Within the framework of the controversy that has been generated by the health reform presented in Congress, and by a letter from some ministers and the Director of the National Planning Department (DNP), the The Ministry of Finance published the figures that account for what it would cost to implement the health reform in the country.
(Read: Health reform: Petro will receive party proposals for changes).
In the document revealed by Cambio magazine and signed by the Finance Ministers, José Antonio Ocampo; the former Minister of Education Alejandro Gaviria; Agriculture, Cecilia López and the director of the National Planning Department (DNP), Jorge Iván González, the heads of the departments They make objections to the bill, especially the cost of the reform, the role of the EPS and the process as ordinary law.
Government officials mention that primary health care would double with the implementation of the reform, passing from $8.7 trillion to $16.9 trillion in 2023. Which would mean a fiscal impact of $8.1 trillion.
“The Ministry of Finance takes into consideration that the project under analysis, if sanctioned as a law, would have an impact on the Nation’s finances”, reads the document, which specifies that, with the proposed reform, spending on primary health care would grow, on average, $2.5 trillion each year.
As mentioned by President Gustavo Petro and from the same Treasury portfolio, this document was discussed between the signatories and technical members.
(See: Álvaro Uribe proposes popular consultation for the health reform).
Consequently, from the Treasury they published a new table of fiscal expenses of the reform. In the disaggregated it can be seen that only in 2024 the fiscal expenses of the project would be $9.04 trillion.
Of these, $5.49 trillion correspond to direct expenses, among which are the Primary Health Care Centers (CAP), the strengthening of the Public Network, infrastructure expenses, scholarships, information system and sanitation of hospitals. To which are added $3.54 trillion of contingent expenses, which they refer to as infrastructure and capitalization expenses of Nueva EPS.
On the other hand, the president met this Monday with some presidents of political parties and they agreed that the health system should be reformed, but he opened the door for them to “present proposals to modify the articles that they consider should be modified”.
What does it mean for the health system?
According to Cristian Vanegas, health consultant, those high fiscal costs in the development of the reform, “they are going to create a gap”, because on average, “per year there should be an additional $6 trillion to what current resources generate”.
(Read: Minister of Health defends the reform: ‘fiscal impact is low’).
Thus, the expert considers that “the more resources the Government requires to implement its health policies, the coverage could be affected or the quality deteriorated.”
One of the considerations of the Legislature, as Vanegas mentions, to have these resources is to “reduce costs with a single tariff and make more users pay” but adds that, “Neither the government nor the country’s economy can stand another tax reform to request these additional resources.”
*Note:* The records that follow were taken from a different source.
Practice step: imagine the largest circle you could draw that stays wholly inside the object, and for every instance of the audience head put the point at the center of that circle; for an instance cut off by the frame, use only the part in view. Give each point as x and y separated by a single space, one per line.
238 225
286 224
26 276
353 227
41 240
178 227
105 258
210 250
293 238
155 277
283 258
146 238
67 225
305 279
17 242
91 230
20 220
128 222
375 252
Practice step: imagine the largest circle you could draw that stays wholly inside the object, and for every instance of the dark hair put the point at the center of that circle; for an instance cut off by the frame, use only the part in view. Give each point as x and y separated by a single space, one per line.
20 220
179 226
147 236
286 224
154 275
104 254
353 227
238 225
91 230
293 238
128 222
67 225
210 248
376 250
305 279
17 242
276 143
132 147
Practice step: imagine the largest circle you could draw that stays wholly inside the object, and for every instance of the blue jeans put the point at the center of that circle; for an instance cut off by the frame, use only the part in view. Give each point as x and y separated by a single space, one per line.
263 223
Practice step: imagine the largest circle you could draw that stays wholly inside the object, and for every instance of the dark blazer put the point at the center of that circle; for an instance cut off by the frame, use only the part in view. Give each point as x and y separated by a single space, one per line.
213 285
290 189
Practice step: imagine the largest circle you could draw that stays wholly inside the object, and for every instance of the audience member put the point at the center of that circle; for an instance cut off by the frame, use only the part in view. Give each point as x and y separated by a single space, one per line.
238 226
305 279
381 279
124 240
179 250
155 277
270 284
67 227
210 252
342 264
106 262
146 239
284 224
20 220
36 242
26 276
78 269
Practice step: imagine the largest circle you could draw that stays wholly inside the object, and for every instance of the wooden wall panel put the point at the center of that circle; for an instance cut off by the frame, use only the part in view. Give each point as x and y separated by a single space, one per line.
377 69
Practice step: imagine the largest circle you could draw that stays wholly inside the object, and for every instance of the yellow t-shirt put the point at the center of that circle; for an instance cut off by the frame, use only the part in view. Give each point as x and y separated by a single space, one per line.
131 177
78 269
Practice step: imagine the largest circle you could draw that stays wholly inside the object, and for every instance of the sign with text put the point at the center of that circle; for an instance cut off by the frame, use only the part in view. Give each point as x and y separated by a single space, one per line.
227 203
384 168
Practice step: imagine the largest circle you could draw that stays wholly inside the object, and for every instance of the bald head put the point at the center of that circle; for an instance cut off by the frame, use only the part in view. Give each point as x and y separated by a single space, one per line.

Paúl Rodríguez, an economist expert in health, says that these fiscal costs show that “this reform is not viable, because it has a very high budgetary impact.” To which he adds that “it would be unsustainable and unconstitutional, because sustainability is a principle in statutory law.”
Germán Vargas Lleras will present a counter-reform
Former vice president and natural leader of the Cambio Radical party, Germán Vargas Lleras, A counter-reform to health will be filed today in Congress.
It should be noted that this group declared itself independent and has been one of the most critical of the projects that the Government has presented in the Legislature.
The reform with which intend to modify the health system in the country is no exception and, although the details of the document that Vargas Lleras will present are not known, he has expressed objections such as that the initiative could lead to the “disappearance or death of health insurance and its main agents, the EPS.”
(See: Petro responds to the objections of his ministers about health reform).
He questions that the Adres is in charge of auditing accounts and assuming functions carried out by the EPS, because this entity does not have “the capabilities to manage, much less to contain spending.” Additionally, he considers that the articles “bureaucratize the system.”